Ações, títulos, fundos negociados em bolsa e contratos futuros são operados internacionalmente, em mercados fortemente interligados. As transações com ações do índice FTSE-100 tendem a se concentrar na bolsa de Londres, por exemplo, mas os contratos futuros de componentes desse índice são mais ativos na bolsa ICE Futures Europe.

Companhias com ações cotadas no Reino Unido também são componentes do índice Euro Stoxx 600, que é operado na Alemanha. As operações matutinas na Europa, enquanto isso, são fortemente influenciadas pelo preço dos contratos futuros “eMini”, que são operados em Chicago.

A menos que todas as grandes bolsas sejam fechadas simultaneamente, os operadores recorrerão aos locais que continuam abertos e líquidos. Uma autoridade europeia disse que o resultado serias “uma bagunça”.
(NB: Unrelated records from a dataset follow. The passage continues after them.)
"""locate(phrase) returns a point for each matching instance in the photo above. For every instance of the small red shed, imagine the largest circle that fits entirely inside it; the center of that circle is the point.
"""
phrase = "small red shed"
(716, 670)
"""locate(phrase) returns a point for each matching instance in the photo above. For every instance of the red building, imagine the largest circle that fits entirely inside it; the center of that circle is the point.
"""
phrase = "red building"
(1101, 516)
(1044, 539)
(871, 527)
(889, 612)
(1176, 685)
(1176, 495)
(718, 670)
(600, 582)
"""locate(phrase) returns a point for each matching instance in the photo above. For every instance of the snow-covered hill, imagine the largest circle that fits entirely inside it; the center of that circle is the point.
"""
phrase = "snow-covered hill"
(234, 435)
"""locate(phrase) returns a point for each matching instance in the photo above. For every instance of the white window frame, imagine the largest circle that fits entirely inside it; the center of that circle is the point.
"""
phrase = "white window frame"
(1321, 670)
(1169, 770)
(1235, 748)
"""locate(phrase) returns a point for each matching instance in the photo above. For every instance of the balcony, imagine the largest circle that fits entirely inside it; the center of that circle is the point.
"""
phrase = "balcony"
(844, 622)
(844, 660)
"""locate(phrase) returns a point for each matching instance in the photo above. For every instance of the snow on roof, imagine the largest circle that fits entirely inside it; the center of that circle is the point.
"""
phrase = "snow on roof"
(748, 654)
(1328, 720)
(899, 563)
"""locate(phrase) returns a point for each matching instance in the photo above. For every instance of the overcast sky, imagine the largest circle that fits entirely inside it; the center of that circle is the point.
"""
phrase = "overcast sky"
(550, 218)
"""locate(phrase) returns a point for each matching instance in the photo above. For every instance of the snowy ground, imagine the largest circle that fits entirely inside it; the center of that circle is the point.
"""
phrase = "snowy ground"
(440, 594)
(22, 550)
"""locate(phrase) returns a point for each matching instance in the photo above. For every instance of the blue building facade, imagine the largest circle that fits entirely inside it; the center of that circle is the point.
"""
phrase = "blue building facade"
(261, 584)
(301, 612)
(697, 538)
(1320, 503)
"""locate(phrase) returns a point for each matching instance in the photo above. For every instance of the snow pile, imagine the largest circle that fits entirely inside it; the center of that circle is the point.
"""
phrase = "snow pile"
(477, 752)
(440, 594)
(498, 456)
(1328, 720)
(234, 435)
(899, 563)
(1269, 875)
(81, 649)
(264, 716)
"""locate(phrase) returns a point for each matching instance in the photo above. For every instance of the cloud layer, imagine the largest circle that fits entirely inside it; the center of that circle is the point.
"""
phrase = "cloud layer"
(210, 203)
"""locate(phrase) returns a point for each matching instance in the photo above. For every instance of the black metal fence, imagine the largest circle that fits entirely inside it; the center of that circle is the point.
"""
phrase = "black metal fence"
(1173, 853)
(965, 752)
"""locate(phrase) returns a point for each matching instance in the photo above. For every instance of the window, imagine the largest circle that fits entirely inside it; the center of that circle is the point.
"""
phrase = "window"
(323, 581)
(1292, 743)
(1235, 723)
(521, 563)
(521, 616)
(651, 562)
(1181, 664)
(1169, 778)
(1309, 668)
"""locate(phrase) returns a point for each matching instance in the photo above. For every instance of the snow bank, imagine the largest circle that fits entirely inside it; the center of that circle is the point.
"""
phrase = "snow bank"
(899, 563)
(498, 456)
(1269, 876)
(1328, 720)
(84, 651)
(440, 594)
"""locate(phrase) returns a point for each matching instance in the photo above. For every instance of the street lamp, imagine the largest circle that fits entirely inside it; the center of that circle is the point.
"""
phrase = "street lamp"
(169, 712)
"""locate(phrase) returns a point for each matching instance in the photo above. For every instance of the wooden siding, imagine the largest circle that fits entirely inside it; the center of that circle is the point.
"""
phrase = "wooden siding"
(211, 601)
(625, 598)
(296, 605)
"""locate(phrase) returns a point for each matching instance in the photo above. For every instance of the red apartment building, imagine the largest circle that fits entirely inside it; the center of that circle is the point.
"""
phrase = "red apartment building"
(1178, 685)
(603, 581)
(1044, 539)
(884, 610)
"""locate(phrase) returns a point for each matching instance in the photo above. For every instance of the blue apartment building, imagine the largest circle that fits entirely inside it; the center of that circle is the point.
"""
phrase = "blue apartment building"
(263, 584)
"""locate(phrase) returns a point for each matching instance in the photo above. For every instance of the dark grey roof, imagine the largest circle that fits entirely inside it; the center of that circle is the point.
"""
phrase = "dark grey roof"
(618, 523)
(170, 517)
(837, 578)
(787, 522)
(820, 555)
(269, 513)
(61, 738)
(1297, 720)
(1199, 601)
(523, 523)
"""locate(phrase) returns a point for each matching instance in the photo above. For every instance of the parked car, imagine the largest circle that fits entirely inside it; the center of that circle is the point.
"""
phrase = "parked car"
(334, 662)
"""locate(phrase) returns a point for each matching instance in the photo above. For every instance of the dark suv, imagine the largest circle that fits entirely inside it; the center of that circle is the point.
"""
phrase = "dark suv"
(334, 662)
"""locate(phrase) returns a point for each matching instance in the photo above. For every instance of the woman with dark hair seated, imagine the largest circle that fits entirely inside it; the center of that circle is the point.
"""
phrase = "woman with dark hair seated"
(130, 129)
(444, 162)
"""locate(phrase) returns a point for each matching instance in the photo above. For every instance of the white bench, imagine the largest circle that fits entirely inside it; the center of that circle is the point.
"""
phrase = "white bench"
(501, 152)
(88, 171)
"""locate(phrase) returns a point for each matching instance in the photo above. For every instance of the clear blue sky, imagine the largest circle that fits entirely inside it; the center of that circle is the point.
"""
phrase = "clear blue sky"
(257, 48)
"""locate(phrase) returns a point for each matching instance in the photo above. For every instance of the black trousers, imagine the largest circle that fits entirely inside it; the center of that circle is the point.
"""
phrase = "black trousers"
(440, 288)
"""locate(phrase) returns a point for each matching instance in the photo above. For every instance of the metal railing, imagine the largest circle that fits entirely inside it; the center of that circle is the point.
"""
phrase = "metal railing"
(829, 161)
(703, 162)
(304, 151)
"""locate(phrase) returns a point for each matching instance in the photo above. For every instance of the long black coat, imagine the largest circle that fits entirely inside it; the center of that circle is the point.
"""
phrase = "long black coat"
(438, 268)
Fechar os mercados pode tornar as coisas até piores, quando eles forem reabertos. Quando o mercado de Atenas reabriu depois de seu hiato, cinco anos atrás, sofreu uma queda de 20%. Fechar mercados pode impedir que investidores fujam de ações em queda enquanto seus ativos ainda retêm algum valor. Alguns fundos, é claro, lucrariam com a queda dos preços dos ativos.

Stacey Cunningham, presidente da New York Stock Exchange, disse na segunda-feira que era “importante” que os mercados continuassem abertos, e que fechá-los só agravaria as ansiedades do mercado.

“[Isso] não mudaria as causas inerentes do declínio do mercado, removeria a transparência quanto ao sentimento dos investidores, e reduziria o acesso dos investidores ao seu dinheiro”, ela tuitou.